Family from Auckland, New Zealand

The Moodabe family is a long established Auckland family which has been associated with the development and operation of cinema in New Zealand since the 1920s.

==Business beginnings==
Michael Joseph Moodabe, OBE (1895–1975) was born in Sydney, Australia, on 24 June 1895, and, after the family shifted to Auckland, his brother Joseph Patrick Moodabe (1899–1985), was born in Auckland on 16 December 1899. Their parents were Ferris Moudabber and his wife Elizabeth Ann (née Akoorie).

==Amalgamated expansion==
When Thomas O'Brien who owned and operated the Civic Theatre went bankrupt in 1932, the Moodabe brothers took over O'Brien's other Auckland theatres, including the Princess (later the Plaza), the Rialto in Newmarket, and the Tivoli in Karangahape Road.
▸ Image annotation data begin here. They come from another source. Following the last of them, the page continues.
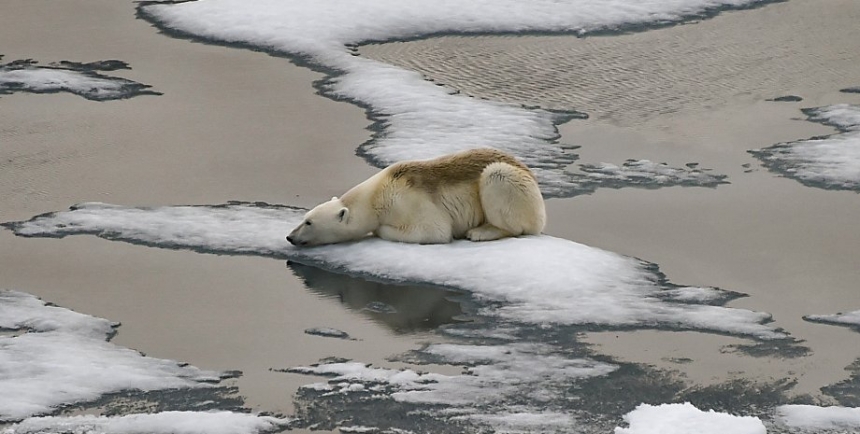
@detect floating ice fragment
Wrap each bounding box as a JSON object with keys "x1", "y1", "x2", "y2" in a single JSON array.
[
  {"x1": 803, "y1": 310, "x2": 860, "y2": 330},
  {"x1": 0, "y1": 290, "x2": 221, "y2": 422},
  {"x1": 0, "y1": 411, "x2": 290, "y2": 434},
  {"x1": 749, "y1": 104, "x2": 860, "y2": 192},
  {"x1": 139, "y1": 0, "x2": 752, "y2": 196},
  {"x1": 615, "y1": 403, "x2": 767, "y2": 434},
  {"x1": 776, "y1": 405, "x2": 860, "y2": 433},
  {"x1": 0, "y1": 55, "x2": 159, "y2": 101},
  {"x1": 305, "y1": 327, "x2": 351, "y2": 339}
]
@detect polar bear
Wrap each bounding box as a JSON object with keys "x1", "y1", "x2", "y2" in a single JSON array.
[{"x1": 287, "y1": 149, "x2": 546, "y2": 246}]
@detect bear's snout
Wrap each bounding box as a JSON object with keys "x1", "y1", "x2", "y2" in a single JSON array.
[{"x1": 287, "y1": 234, "x2": 308, "y2": 247}]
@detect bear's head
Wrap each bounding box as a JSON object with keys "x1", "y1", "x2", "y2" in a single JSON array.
[{"x1": 287, "y1": 197, "x2": 369, "y2": 247}]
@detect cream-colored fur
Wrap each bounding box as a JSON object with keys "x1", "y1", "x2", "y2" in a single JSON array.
[{"x1": 287, "y1": 149, "x2": 546, "y2": 246}]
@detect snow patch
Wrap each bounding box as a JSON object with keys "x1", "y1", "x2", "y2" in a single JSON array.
[
  {"x1": 0, "y1": 411, "x2": 290, "y2": 434},
  {"x1": 139, "y1": 0, "x2": 765, "y2": 196},
  {"x1": 5, "y1": 203, "x2": 786, "y2": 339},
  {"x1": 615, "y1": 403, "x2": 767, "y2": 434},
  {"x1": 0, "y1": 290, "x2": 221, "y2": 421},
  {"x1": 776, "y1": 405, "x2": 860, "y2": 432}
]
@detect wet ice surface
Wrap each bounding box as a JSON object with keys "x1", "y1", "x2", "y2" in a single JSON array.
[
  {"x1": 803, "y1": 310, "x2": 860, "y2": 331},
  {"x1": 5, "y1": 203, "x2": 787, "y2": 339},
  {"x1": 776, "y1": 405, "x2": 860, "y2": 433},
  {"x1": 0, "y1": 290, "x2": 288, "y2": 434},
  {"x1": 287, "y1": 344, "x2": 617, "y2": 432},
  {"x1": 4, "y1": 203, "x2": 816, "y2": 432},
  {"x1": 0, "y1": 56, "x2": 159, "y2": 101},
  {"x1": 0, "y1": 411, "x2": 290, "y2": 434},
  {"x1": 750, "y1": 104, "x2": 860, "y2": 192},
  {"x1": 0, "y1": 290, "x2": 221, "y2": 421},
  {"x1": 615, "y1": 403, "x2": 767, "y2": 434},
  {"x1": 134, "y1": 0, "x2": 752, "y2": 197},
  {"x1": 305, "y1": 327, "x2": 352, "y2": 339}
]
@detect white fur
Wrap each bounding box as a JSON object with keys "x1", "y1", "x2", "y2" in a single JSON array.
[{"x1": 287, "y1": 150, "x2": 546, "y2": 246}]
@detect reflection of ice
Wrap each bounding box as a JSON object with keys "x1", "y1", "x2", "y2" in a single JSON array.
[
  {"x1": 288, "y1": 344, "x2": 616, "y2": 432},
  {"x1": 750, "y1": 104, "x2": 860, "y2": 192},
  {"x1": 615, "y1": 403, "x2": 767, "y2": 434},
  {"x1": 289, "y1": 262, "x2": 463, "y2": 332},
  {"x1": 0, "y1": 56, "x2": 157, "y2": 101},
  {"x1": 0, "y1": 411, "x2": 289, "y2": 434},
  {"x1": 6, "y1": 203, "x2": 786, "y2": 339},
  {"x1": 140, "y1": 0, "x2": 752, "y2": 196}
]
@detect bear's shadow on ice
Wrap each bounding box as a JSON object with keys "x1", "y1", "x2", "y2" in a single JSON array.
[{"x1": 287, "y1": 261, "x2": 469, "y2": 333}]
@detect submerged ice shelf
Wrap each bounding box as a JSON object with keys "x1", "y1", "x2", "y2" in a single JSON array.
[
  {"x1": 0, "y1": 56, "x2": 159, "y2": 101},
  {"x1": 133, "y1": 0, "x2": 752, "y2": 197},
  {"x1": 749, "y1": 104, "x2": 860, "y2": 192},
  {"x1": 4, "y1": 203, "x2": 787, "y2": 339}
]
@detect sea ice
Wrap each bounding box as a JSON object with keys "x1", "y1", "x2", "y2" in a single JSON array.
[
  {"x1": 776, "y1": 405, "x2": 860, "y2": 433},
  {"x1": 0, "y1": 56, "x2": 158, "y2": 101},
  {"x1": 4, "y1": 203, "x2": 786, "y2": 339},
  {"x1": 749, "y1": 104, "x2": 860, "y2": 192},
  {"x1": 615, "y1": 403, "x2": 767, "y2": 434},
  {"x1": 287, "y1": 343, "x2": 617, "y2": 432},
  {"x1": 0, "y1": 290, "x2": 221, "y2": 421},
  {"x1": 0, "y1": 411, "x2": 290, "y2": 434},
  {"x1": 139, "y1": 0, "x2": 765, "y2": 196},
  {"x1": 305, "y1": 327, "x2": 352, "y2": 339}
]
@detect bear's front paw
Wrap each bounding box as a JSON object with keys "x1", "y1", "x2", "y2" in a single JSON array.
[{"x1": 466, "y1": 224, "x2": 511, "y2": 241}]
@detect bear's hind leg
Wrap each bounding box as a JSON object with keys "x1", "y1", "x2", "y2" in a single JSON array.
[{"x1": 468, "y1": 162, "x2": 546, "y2": 241}]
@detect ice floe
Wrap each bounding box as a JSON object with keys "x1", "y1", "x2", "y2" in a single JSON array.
[
  {"x1": 0, "y1": 290, "x2": 222, "y2": 422},
  {"x1": 776, "y1": 405, "x2": 860, "y2": 433},
  {"x1": 615, "y1": 403, "x2": 767, "y2": 434},
  {"x1": 139, "y1": 0, "x2": 766, "y2": 196},
  {"x1": 803, "y1": 310, "x2": 860, "y2": 330},
  {"x1": 0, "y1": 411, "x2": 290, "y2": 434},
  {"x1": 305, "y1": 327, "x2": 352, "y2": 339},
  {"x1": 4, "y1": 203, "x2": 786, "y2": 339},
  {"x1": 750, "y1": 104, "x2": 860, "y2": 192},
  {"x1": 0, "y1": 56, "x2": 158, "y2": 101},
  {"x1": 287, "y1": 343, "x2": 617, "y2": 432}
]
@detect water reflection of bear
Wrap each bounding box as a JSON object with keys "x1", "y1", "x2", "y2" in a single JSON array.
[{"x1": 287, "y1": 261, "x2": 468, "y2": 333}]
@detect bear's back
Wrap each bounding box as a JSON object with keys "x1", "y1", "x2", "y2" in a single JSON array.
[{"x1": 390, "y1": 148, "x2": 534, "y2": 193}]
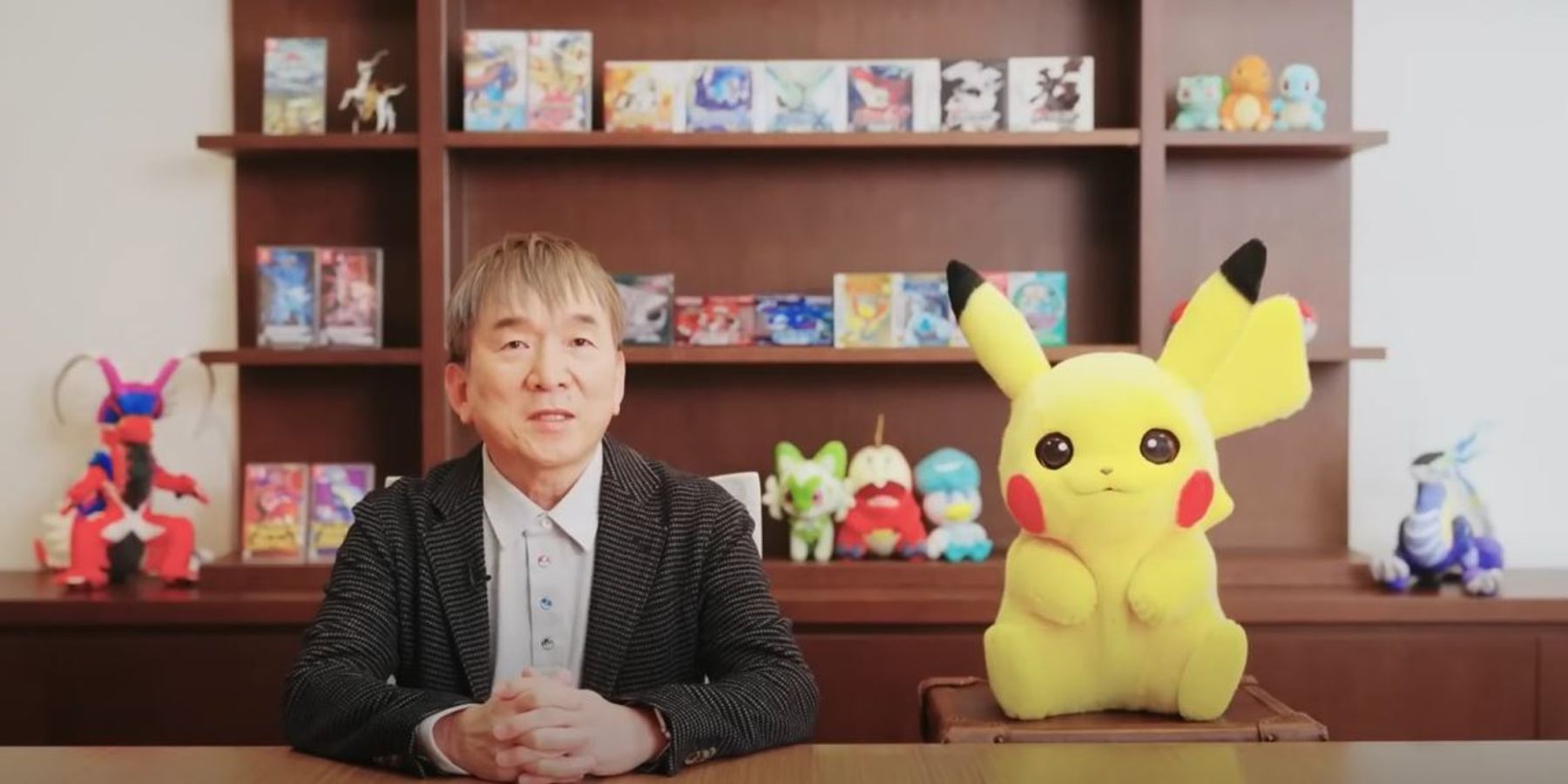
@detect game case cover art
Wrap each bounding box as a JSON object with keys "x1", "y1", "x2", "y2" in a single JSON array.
[
  {"x1": 1007, "y1": 57, "x2": 1094, "y2": 130},
  {"x1": 676, "y1": 294, "x2": 757, "y2": 345},
  {"x1": 317, "y1": 247, "x2": 381, "y2": 347},
  {"x1": 894, "y1": 273, "x2": 958, "y2": 347},
  {"x1": 686, "y1": 63, "x2": 757, "y2": 133},
  {"x1": 615, "y1": 273, "x2": 676, "y2": 345},
  {"x1": 529, "y1": 30, "x2": 592, "y2": 130},
  {"x1": 1008, "y1": 271, "x2": 1068, "y2": 347},
  {"x1": 943, "y1": 59, "x2": 1007, "y2": 132},
  {"x1": 762, "y1": 59, "x2": 848, "y2": 133},
  {"x1": 463, "y1": 30, "x2": 529, "y2": 130},
  {"x1": 240, "y1": 463, "x2": 309, "y2": 561},
  {"x1": 306, "y1": 463, "x2": 376, "y2": 563},
  {"x1": 255, "y1": 245, "x2": 317, "y2": 347},
  {"x1": 757, "y1": 294, "x2": 833, "y2": 347},
  {"x1": 833, "y1": 273, "x2": 900, "y2": 348},
  {"x1": 604, "y1": 59, "x2": 686, "y2": 132},
  {"x1": 845, "y1": 59, "x2": 941, "y2": 133},
  {"x1": 262, "y1": 37, "x2": 326, "y2": 137}
]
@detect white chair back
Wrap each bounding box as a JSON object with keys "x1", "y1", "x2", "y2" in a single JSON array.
[{"x1": 709, "y1": 470, "x2": 762, "y2": 555}]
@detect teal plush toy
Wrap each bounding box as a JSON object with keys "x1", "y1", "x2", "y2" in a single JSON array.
[
  {"x1": 914, "y1": 447, "x2": 991, "y2": 563},
  {"x1": 762, "y1": 441, "x2": 850, "y2": 563},
  {"x1": 1274, "y1": 63, "x2": 1328, "y2": 130},
  {"x1": 1172, "y1": 74, "x2": 1225, "y2": 130}
]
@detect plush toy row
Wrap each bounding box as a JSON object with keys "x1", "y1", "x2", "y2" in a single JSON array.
[{"x1": 762, "y1": 427, "x2": 991, "y2": 563}]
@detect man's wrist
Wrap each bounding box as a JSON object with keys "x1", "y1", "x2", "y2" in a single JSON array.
[
  {"x1": 419, "y1": 706, "x2": 474, "y2": 776},
  {"x1": 631, "y1": 706, "x2": 670, "y2": 764}
]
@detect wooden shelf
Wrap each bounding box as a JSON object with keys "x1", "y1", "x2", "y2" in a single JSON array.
[
  {"x1": 625, "y1": 345, "x2": 1139, "y2": 365},
  {"x1": 445, "y1": 129, "x2": 1139, "y2": 151},
  {"x1": 1306, "y1": 347, "x2": 1388, "y2": 362},
  {"x1": 1160, "y1": 130, "x2": 1388, "y2": 155},
  {"x1": 39, "y1": 552, "x2": 1568, "y2": 627},
  {"x1": 196, "y1": 133, "x2": 419, "y2": 155},
  {"x1": 200, "y1": 348, "x2": 420, "y2": 367}
]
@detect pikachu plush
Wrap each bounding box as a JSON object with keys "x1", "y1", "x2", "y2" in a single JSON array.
[{"x1": 947, "y1": 240, "x2": 1311, "y2": 721}]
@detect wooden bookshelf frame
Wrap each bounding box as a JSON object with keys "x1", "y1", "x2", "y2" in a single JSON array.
[{"x1": 196, "y1": 0, "x2": 1388, "y2": 574}]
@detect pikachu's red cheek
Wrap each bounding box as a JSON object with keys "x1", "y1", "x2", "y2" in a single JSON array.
[
  {"x1": 1176, "y1": 470, "x2": 1213, "y2": 529},
  {"x1": 1007, "y1": 474, "x2": 1046, "y2": 535}
]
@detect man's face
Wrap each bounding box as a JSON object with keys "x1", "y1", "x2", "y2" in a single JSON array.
[{"x1": 447, "y1": 288, "x2": 625, "y2": 470}]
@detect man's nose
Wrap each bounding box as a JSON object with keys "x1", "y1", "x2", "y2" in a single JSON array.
[{"x1": 529, "y1": 345, "x2": 566, "y2": 389}]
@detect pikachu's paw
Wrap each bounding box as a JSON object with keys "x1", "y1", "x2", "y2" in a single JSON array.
[
  {"x1": 1127, "y1": 580, "x2": 1182, "y2": 625},
  {"x1": 1044, "y1": 599, "x2": 1094, "y2": 625}
]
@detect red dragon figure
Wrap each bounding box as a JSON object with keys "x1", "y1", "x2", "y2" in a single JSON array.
[{"x1": 33, "y1": 355, "x2": 212, "y2": 588}]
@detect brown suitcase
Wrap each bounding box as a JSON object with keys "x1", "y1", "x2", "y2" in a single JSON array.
[{"x1": 921, "y1": 676, "x2": 1328, "y2": 743}]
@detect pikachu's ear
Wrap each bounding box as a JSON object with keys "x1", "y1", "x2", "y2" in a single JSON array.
[
  {"x1": 1159, "y1": 240, "x2": 1268, "y2": 388},
  {"x1": 947, "y1": 260, "x2": 1051, "y2": 400},
  {"x1": 1200, "y1": 294, "x2": 1313, "y2": 439}
]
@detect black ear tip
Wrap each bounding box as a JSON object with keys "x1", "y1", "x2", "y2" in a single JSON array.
[
  {"x1": 1220, "y1": 239, "x2": 1268, "y2": 302},
  {"x1": 947, "y1": 259, "x2": 984, "y2": 318}
]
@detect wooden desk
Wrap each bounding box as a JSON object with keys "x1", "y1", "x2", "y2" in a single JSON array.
[
  {"x1": 0, "y1": 740, "x2": 1568, "y2": 784},
  {"x1": 9, "y1": 557, "x2": 1568, "y2": 747}
]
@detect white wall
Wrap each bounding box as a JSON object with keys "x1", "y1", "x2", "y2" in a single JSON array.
[
  {"x1": 0, "y1": 0, "x2": 235, "y2": 569},
  {"x1": 0, "y1": 0, "x2": 1568, "y2": 569},
  {"x1": 1350, "y1": 0, "x2": 1568, "y2": 568}
]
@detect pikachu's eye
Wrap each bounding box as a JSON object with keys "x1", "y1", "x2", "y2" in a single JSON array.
[
  {"x1": 1139, "y1": 428, "x2": 1180, "y2": 466},
  {"x1": 1035, "y1": 433, "x2": 1072, "y2": 470}
]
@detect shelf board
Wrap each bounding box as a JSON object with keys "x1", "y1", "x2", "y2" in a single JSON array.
[
  {"x1": 445, "y1": 129, "x2": 1139, "y2": 149},
  {"x1": 1160, "y1": 130, "x2": 1388, "y2": 155},
  {"x1": 1306, "y1": 347, "x2": 1388, "y2": 362},
  {"x1": 200, "y1": 348, "x2": 420, "y2": 367},
  {"x1": 196, "y1": 133, "x2": 419, "y2": 155},
  {"x1": 625, "y1": 343, "x2": 1139, "y2": 365}
]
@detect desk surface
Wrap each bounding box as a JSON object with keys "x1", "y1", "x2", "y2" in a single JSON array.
[{"x1": 0, "y1": 740, "x2": 1568, "y2": 784}]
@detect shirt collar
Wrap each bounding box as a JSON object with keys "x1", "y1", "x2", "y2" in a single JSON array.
[{"x1": 482, "y1": 443, "x2": 604, "y2": 552}]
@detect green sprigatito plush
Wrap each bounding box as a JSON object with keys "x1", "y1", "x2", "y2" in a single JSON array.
[{"x1": 762, "y1": 441, "x2": 850, "y2": 563}]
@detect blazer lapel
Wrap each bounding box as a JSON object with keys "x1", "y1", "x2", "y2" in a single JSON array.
[
  {"x1": 578, "y1": 439, "x2": 668, "y2": 696},
  {"x1": 425, "y1": 447, "x2": 494, "y2": 702}
]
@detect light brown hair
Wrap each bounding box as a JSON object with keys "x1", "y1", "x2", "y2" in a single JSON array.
[{"x1": 447, "y1": 232, "x2": 625, "y2": 364}]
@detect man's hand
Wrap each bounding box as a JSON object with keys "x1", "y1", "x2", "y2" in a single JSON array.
[
  {"x1": 494, "y1": 676, "x2": 665, "y2": 784},
  {"x1": 431, "y1": 670, "x2": 569, "y2": 781}
]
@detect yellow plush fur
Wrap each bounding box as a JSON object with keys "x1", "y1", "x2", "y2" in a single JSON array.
[{"x1": 949, "y1": 240, "x2": 1311, "y2": 720}]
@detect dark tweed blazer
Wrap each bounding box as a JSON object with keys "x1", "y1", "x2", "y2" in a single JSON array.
[{"x1": 284, "y1": 439, "x2": 819, "y2": 774}]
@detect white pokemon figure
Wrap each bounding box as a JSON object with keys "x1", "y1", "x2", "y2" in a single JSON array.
[{"x1": 337, "y1": 49, "x2": 408, "y2": 133}]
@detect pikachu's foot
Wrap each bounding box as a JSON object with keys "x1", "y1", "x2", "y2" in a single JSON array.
[
  {"x1": 984, "y1": 624, "x2": 1086, "y2": 721},
  {"x1": 1176, "y1": 619, "x2": 1247, "y2": 721}
]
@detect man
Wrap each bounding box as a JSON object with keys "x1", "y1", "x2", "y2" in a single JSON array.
[{"x1": 284, "y1": 233, "x2": 819, "y2": 781}]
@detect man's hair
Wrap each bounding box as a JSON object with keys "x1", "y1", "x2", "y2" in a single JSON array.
[{"x1": 447, "y1": 232, "x2": 625, "y2": 364}]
Amalgamated obtained a 50-year lease on the Civic theatre in 1945 when they managed to outbid Warner Brothers Pictures and Robert Kerridge.

==MJ's sons==
MJ and Alma Moodabe's three sons, Royce Joseph Moodabe (born 1930), Joseph Patrick Moodabe (1937 – 8 December 2019) and Michael Barry Joseph Moodabe (15 December 1932 – 3 September 2009) grew up in Epsom, Auckland and were educated at St Peter's College. The three sons used to visit their father's office in the Civic Theatre, Queen Street as they grew up, all were "promised a desk in the corner of that room and their father's supervision". However, each actually began "as office boy out the back, tediously filing admission receipt dockets until they learnt to carve their own niche". They were employed in Amalgamated Theatres from when they left school in the late 1950s. On the retirement of their father and uncle, Royce became managing director and Joseph and Michael had management roles. They continued to be involved in the management of the chain from the 1960s to the 1980s. The owner of the chain, 20th Century Fox sold out in the 1980s to the Chase Corporation and then the chain came into the ownership of Hoyts which continued to employ the brothers in senior management positions. Royce Moodabe became general manager of Hoyts Australian circuit. He retired in 2006 after 57 years in the business. In 1997 Joe Moodabe joined Village Force Cinemas " ... which, as general manager, he built into the "country's biggest cinema chain". In 2006 the chain became wholly owned by SkyCity and was renamed SkyCity Cinemas. Joe Moodabe became executive chairman of an in-house board that oversaw developments in the cinema business. He died on 8 December 2019.